Citing unnamed U.S. officials, the newspaper said the Defense Department’s Cyber Command, which currently has a staff of about 900, will expand to about 4,900 troops and civilians. The decision to expand the Cyber Command was made by senior Pentagon officials late last year in recognition of a growing threat in cyberspace, the report said.
Last November, Defense Secretary Leon Panetta conceded that U.S. cybersecurity needed more financial support and human capital.
“We’ve got good people that are involved in it, but, very frankly, if we’re going to stay on the cutting edge of what’s happening with regards to the changes that are occurring, we have got to invest more in that area,” he said during a speech in Washington hosted by the Center for a New American Security.

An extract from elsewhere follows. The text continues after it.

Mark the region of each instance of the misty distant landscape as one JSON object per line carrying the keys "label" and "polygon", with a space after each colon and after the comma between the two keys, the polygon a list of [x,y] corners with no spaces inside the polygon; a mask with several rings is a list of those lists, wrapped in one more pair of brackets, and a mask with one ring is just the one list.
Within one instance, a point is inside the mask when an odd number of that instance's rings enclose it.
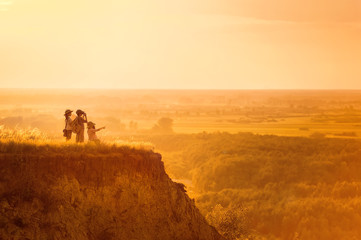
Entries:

The seriousness of the threat has been underscored by a string of sabotage attacks, including one in which a virus was used to wipe data from more than 30,000 computers at a Saudi Arabian state oil company last summer, The Post pointed out.
According to the paper, the plan calls for the creation of three types of forces under the Cyber Command. The “national mission forces” will protect computer systems that handle electrical grids, power plants and other infrastructure deemed critical, the paper said. “Combat mission forces” will help commanders abroad plan and execute attacks or other offensive operations, The Post said. Meanwhile, the task of “cyber protection forces” will be to shield the Defense Department’s own networks, the paper noted.